日期顯示十年後,患者姓名沈安,診斷結果:先兆流產。
那是我第三次失去孩子時的診斷書。
時間線似乎一點點推進,
未來也在和這個時空重合。
“這不是我的!”陸淮錯愕開口。
我們同時看向對方校服口袋。
我的兜裡多了一支驗孕棒,他口袋裡掉出半盒葉酸片,生產日期都是十年後。
“這個……今早就出現在我書包裡了。

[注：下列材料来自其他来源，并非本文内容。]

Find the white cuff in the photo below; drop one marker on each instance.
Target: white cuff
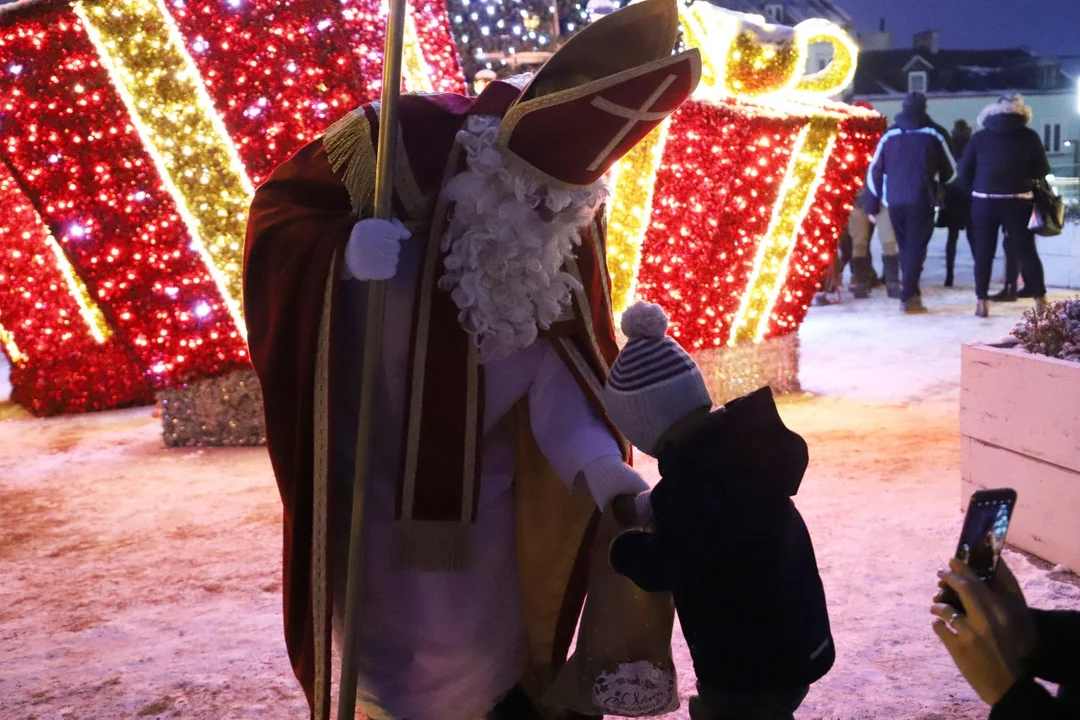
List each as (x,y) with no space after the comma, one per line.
(643,505)
(609,476)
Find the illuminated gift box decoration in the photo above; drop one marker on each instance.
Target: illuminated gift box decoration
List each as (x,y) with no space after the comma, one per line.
(133,134)
(729,214)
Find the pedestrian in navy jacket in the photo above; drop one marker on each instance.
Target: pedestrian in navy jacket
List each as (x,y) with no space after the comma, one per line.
(1000,166)
(913,158)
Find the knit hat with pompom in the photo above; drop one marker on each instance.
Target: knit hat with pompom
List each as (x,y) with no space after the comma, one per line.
(653,382)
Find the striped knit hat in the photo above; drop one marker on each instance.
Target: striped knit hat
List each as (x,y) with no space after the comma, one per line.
(653,382)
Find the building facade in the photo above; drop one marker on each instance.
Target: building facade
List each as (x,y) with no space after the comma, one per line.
(959,83)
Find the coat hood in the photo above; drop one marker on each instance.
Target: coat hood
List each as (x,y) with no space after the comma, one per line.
(1008,113)
(743,450)
(912,120)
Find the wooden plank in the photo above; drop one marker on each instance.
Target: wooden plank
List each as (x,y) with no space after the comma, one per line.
(1023,403)
(1047,521)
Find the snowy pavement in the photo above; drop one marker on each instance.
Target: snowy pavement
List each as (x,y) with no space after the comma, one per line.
(143,582)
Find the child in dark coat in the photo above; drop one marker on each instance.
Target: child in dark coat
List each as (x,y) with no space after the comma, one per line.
(728,542)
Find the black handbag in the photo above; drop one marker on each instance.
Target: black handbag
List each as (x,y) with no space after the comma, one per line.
(1048,217)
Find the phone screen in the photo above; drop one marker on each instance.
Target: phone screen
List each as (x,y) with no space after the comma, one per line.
(983,537)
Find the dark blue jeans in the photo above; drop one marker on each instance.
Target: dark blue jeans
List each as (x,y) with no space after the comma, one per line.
(989,216)
(914,226)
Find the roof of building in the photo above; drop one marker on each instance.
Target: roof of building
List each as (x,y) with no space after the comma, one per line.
(795,11)
(885,71)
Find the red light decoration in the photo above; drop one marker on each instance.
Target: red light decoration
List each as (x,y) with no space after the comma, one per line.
(112,282)
(719,195)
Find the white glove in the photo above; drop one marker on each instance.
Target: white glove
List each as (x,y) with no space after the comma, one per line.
(373,249)
(609,477)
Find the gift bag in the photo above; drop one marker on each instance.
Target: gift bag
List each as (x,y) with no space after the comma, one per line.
(622,664)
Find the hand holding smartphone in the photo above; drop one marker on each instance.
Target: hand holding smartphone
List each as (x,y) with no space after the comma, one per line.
(983,537)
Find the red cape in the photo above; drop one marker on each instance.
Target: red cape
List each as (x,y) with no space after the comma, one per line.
(299,225)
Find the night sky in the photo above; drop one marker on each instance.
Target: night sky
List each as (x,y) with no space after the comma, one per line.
(1045,26)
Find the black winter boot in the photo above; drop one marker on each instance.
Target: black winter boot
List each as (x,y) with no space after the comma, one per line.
(892,286)
(861,271)
(1008,294)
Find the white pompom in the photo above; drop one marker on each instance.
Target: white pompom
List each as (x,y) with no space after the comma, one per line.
(645,320)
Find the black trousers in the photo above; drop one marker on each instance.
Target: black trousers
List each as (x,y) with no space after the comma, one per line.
(988,216)
(954,236)
(914,226)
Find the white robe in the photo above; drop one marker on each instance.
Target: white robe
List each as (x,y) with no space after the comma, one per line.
(442,646)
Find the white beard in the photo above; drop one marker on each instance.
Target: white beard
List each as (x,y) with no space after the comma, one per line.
(504,267)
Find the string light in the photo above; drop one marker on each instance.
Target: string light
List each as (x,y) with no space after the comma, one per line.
(732,232)
(744,56)
(56,337)
(142,49)
(633,180)
(9,343)
(736,206)
(485,30)
(120,302)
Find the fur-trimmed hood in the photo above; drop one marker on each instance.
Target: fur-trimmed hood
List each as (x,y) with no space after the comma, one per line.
(1007,113)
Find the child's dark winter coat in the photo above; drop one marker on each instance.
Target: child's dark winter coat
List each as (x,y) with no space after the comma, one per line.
(734,553)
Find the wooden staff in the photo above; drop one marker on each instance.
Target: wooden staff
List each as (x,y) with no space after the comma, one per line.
(373,351)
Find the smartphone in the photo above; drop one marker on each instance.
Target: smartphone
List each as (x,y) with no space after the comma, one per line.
(983,535)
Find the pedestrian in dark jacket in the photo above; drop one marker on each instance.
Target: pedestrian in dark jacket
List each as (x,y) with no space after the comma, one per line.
(912,158)
(1000,166)
(728,542)
(1001,646)
(956,211)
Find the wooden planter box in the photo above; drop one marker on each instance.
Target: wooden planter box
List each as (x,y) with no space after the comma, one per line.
(1020,424)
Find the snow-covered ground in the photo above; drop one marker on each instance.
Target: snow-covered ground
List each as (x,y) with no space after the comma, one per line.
(143,582)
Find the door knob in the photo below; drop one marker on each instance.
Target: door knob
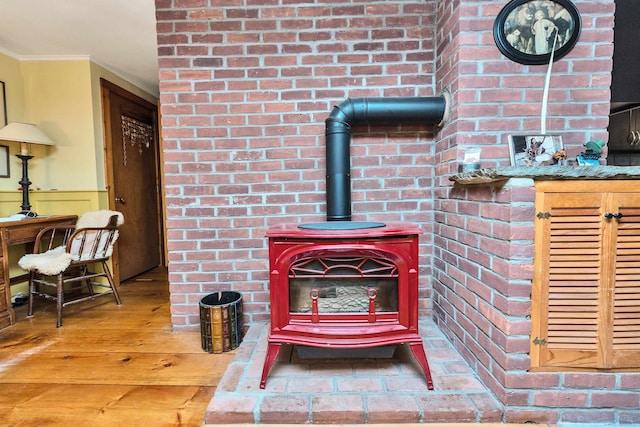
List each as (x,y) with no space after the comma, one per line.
(610,215)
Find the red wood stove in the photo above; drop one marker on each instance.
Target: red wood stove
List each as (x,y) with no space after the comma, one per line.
(344,285)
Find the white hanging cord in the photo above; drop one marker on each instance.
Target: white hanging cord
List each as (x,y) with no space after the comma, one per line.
(545,95)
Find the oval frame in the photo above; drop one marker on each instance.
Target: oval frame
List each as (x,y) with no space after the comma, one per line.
(515,20)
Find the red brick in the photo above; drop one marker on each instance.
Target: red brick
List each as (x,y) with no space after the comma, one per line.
(447,408)
(292,409)
(391,408)
(338,409)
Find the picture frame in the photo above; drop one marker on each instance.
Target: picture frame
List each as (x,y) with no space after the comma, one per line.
(4,162)
(3,106)
(534,150)
(525,30)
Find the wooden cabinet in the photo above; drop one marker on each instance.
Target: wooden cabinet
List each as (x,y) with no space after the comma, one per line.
(586,288)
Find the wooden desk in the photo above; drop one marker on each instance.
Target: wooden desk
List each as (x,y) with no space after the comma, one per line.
(16,233)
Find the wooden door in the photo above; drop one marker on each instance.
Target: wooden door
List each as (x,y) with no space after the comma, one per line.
(586,288)
(132,161)
(625,301)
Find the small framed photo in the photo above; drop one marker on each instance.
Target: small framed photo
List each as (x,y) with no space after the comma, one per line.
(534,150)
(4,161)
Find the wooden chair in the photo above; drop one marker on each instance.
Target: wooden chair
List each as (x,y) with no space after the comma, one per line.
(62,255)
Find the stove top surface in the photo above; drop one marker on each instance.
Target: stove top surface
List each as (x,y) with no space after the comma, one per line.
(341,225)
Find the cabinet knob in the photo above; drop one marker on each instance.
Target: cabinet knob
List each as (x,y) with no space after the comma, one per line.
(610,215)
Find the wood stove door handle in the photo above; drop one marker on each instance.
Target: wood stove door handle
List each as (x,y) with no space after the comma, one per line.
(372,294)
(314,294)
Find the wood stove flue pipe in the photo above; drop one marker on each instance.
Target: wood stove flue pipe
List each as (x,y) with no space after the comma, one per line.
(414,110)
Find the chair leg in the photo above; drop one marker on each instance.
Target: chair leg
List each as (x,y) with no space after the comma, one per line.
(59,298)
(32,289)
(85,269)
(107,272)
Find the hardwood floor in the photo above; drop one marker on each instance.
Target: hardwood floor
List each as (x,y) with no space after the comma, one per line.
(107,365)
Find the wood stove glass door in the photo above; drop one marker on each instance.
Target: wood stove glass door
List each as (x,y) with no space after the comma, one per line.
(342,285)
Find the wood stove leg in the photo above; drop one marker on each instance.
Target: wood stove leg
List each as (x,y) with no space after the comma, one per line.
(272,354)
(421,357)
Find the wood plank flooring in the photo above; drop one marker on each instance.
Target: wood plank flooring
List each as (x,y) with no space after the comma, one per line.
(107,365)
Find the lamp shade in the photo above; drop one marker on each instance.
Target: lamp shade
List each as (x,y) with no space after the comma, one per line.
(24,132)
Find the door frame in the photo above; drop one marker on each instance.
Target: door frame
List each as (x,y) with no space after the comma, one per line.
(106,88)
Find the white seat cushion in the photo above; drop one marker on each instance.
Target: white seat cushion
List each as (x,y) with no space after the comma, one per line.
(51,262)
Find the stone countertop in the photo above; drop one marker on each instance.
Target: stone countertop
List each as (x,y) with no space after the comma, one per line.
(489,175)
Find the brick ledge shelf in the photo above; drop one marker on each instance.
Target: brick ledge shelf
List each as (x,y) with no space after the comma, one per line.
(491,175)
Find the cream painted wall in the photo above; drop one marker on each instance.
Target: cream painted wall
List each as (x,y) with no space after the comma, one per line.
(58,98)
(63,98)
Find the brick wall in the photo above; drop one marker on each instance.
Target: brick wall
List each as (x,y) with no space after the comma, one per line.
(483,235)
(245,89)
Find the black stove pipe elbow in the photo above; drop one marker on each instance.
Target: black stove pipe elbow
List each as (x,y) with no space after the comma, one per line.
(423,110)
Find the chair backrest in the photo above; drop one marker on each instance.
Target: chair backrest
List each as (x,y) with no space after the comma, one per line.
(91,243)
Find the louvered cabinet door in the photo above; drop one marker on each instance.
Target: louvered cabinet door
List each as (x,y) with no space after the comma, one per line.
(625,305)
(586,287)
(566,294)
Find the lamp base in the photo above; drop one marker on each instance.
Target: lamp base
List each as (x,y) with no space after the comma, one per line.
(24,184)
(28,214)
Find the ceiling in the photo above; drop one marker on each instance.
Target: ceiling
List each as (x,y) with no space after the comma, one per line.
(119,35)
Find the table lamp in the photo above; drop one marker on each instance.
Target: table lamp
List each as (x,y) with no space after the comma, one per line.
(25,133)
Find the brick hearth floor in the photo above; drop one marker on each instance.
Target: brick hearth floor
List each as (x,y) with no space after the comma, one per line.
(354,391)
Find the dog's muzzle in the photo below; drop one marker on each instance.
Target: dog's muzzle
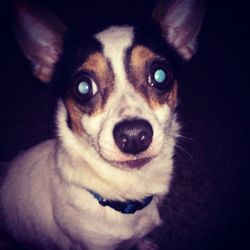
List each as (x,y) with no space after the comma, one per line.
(133,136)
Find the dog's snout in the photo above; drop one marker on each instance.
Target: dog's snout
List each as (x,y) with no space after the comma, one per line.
(133,136)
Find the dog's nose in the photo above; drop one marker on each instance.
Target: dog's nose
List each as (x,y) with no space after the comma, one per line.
(133,136)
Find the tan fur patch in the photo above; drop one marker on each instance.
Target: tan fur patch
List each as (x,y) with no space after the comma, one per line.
(75,116)
(99,69)
(96,63)
(141,57)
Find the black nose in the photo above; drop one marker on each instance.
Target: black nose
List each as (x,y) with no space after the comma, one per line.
(133,136)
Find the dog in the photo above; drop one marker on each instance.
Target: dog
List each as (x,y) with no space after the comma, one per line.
(99,184)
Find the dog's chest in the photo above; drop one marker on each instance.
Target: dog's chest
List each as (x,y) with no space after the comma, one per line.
(98,227)
(114,230)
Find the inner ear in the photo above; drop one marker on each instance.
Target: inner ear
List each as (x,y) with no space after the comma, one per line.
(180,21)
(39,33)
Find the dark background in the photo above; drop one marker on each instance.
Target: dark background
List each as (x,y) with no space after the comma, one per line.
(208,204)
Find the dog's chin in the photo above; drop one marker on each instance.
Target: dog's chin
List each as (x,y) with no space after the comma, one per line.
(132,164)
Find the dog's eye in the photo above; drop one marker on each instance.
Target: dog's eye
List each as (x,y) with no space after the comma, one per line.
(84,88)
(160,77)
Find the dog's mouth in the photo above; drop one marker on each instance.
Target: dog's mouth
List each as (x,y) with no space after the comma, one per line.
(135,163)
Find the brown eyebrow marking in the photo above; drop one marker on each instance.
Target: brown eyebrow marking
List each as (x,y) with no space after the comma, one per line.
(138,71)
(101,71)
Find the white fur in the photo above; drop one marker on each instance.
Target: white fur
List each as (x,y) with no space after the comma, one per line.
(44,197)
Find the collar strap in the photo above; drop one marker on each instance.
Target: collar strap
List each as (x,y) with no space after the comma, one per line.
(127,207)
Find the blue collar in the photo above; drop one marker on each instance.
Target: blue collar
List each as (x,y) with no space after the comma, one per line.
(127,207)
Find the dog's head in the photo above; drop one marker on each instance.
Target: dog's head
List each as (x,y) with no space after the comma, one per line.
(119,86)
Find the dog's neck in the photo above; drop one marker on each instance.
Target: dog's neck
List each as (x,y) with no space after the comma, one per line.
(126,207)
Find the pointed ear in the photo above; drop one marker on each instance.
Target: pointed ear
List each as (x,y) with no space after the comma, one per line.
(40,35)
(180,21)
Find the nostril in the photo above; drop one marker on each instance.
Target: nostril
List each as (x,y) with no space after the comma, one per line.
(133,136)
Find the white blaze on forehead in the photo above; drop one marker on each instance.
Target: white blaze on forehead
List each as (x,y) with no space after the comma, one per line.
(115,41)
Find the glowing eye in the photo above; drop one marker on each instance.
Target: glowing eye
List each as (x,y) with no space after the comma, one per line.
(84,88)
(160,77)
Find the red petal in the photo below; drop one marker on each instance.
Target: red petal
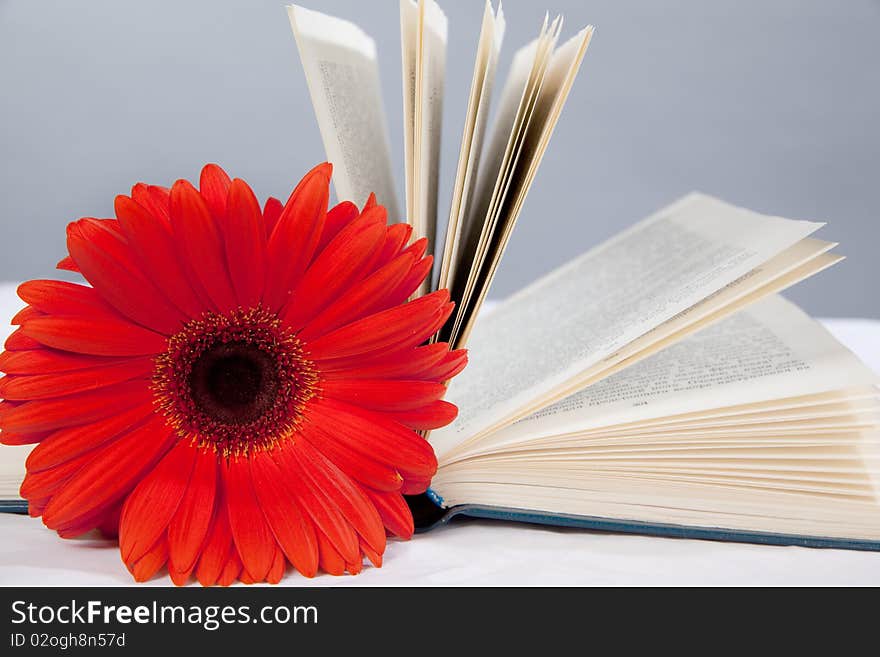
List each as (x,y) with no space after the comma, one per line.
(415,485)
(395,237)
(360,300)
(109,526)
(338,217)
(200,244)
(156,200)
(214,185)
(400,327)
(394,511)
(353,463)
(26,313)
(295,238)
(279,564)
(43,415)
(374,557)
(110,475)
(375,436)
(151,562)
(18,341)
(151,505)
(98,336)
(42,485)
(450,366)
(252,536)
(316,504)
(271,212)
(152,241)
(107,262)
(66,444)
(179,577)
(338,266)
(409,284)
(383,394)
(7,438)
(67,264)
(432,416)
(218,544)
(44,386)
(330,560)
(294,532)
(344,494)
(189,527)
(45,361)
(63,298)
(231,570)
(400,364)
(245,244)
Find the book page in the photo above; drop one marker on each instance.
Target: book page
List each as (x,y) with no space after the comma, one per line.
(771,350)
(584,312)
(561,73)
(515,107)
(342,74)
(430,84)
(409,55)
(476,116)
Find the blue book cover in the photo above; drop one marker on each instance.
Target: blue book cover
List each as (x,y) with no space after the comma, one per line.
(429,512)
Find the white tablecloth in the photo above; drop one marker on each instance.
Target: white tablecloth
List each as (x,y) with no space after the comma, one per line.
(476,552)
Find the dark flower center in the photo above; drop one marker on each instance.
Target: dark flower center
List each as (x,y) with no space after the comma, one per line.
(234,382)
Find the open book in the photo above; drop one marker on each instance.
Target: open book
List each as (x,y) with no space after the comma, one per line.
(495,167)
(655,384)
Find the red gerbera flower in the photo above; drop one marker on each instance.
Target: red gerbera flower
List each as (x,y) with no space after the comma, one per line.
(238,389)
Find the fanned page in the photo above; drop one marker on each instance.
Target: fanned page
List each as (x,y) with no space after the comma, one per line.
(762,423)
(531,103)
(423,48)
(342,74)
(685,266)
(476,117)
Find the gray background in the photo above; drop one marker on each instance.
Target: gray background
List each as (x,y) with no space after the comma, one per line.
(772,105)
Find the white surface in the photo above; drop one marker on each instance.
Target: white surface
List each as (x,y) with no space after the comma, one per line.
(482,552)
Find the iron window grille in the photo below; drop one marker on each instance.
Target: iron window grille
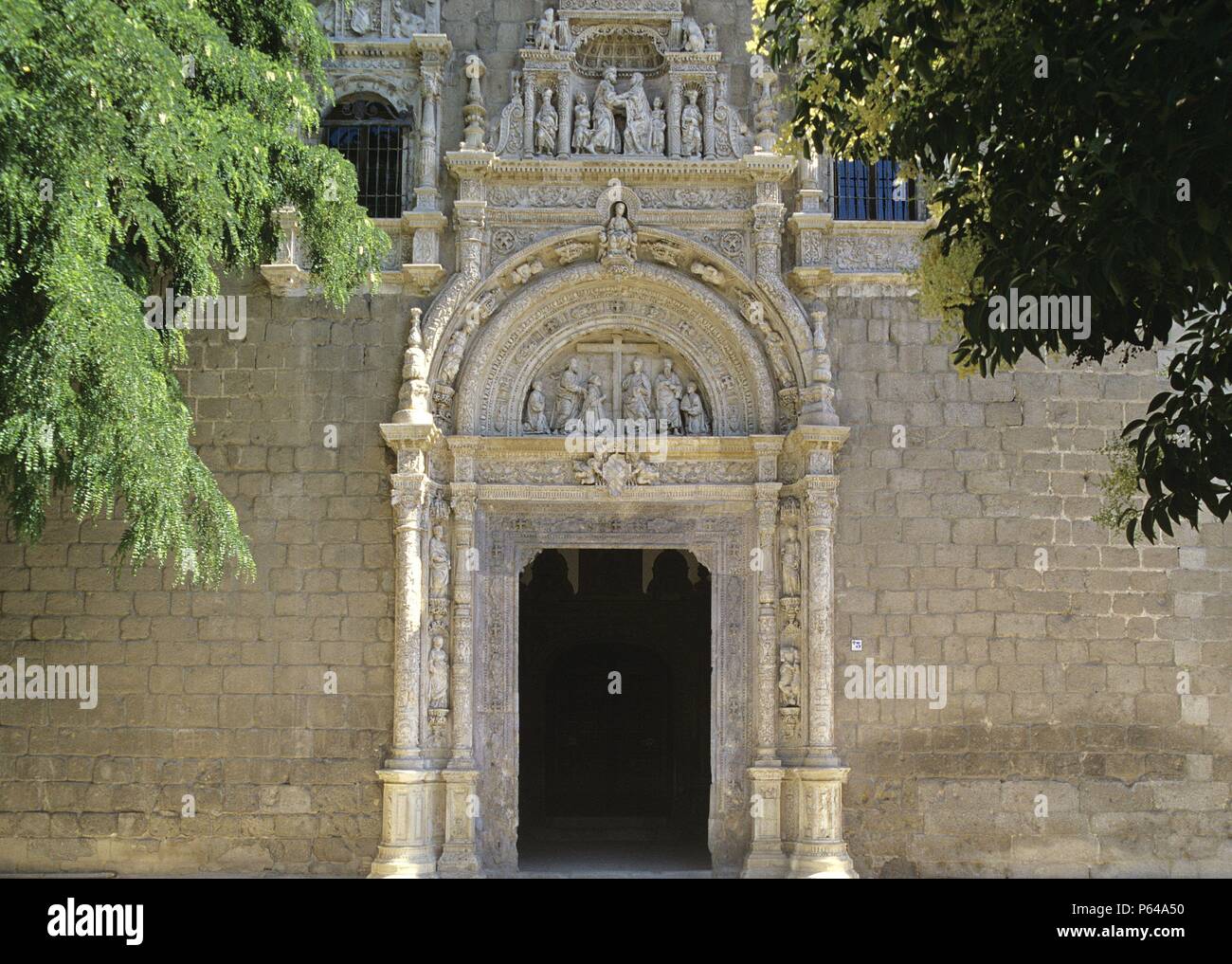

”陸淮抹了把臉上的雨水,腕間新添的淤青和我昨晚掐的一模一樣,“還有這些傷……是你身上的,對嗎?”
“我知道,你是二十八歲的安安,對嗎?”
陸淮是個很聰明的人,一切反常在他的推理驗算下總會發現端倪,就像僅用幾天時間,他就發現我是來自未來的沈安。
可偏偏最是聰明的人,
也最冷血,離婚條款的每一個字,都指向著最不利於我的決定。
我不知道該說什麼,雨聲蓋住了我的情緒,我隻想逃開他的身邊。
但正當我轉身要走時,陸淮卻拽著我衝進雨幕:“我帶你去個地方!”
……
老槐樹的樹洞裡有隻鐵盒。
陸淮抖著手掏出我們的“時光膠囊”,泛黃的信封上並列寫著兩個名字。
信紙上畫著穿婚紗的簡筆畫小人,旁邊標注著:三年後的5月20日娶安安。
而我的信紙上寫著:希望永遠不要嫁給陸淮。字跡明顯還未幹透。
“這是你昨天新放的?”陸淮愣了愣,指尖摩挲著幹涸的淚漬。
那滴淚本該在結婚紀念日暈染我的離婚協議。
現在也提前了。
此時,我摸到樹根處的凸起。
深挖下去,潮湿的泥土下埋著個手機。
鎖屏是我二十八歲生日那天的自拍,背景裡陸淮正在給林楚楚擦嘴。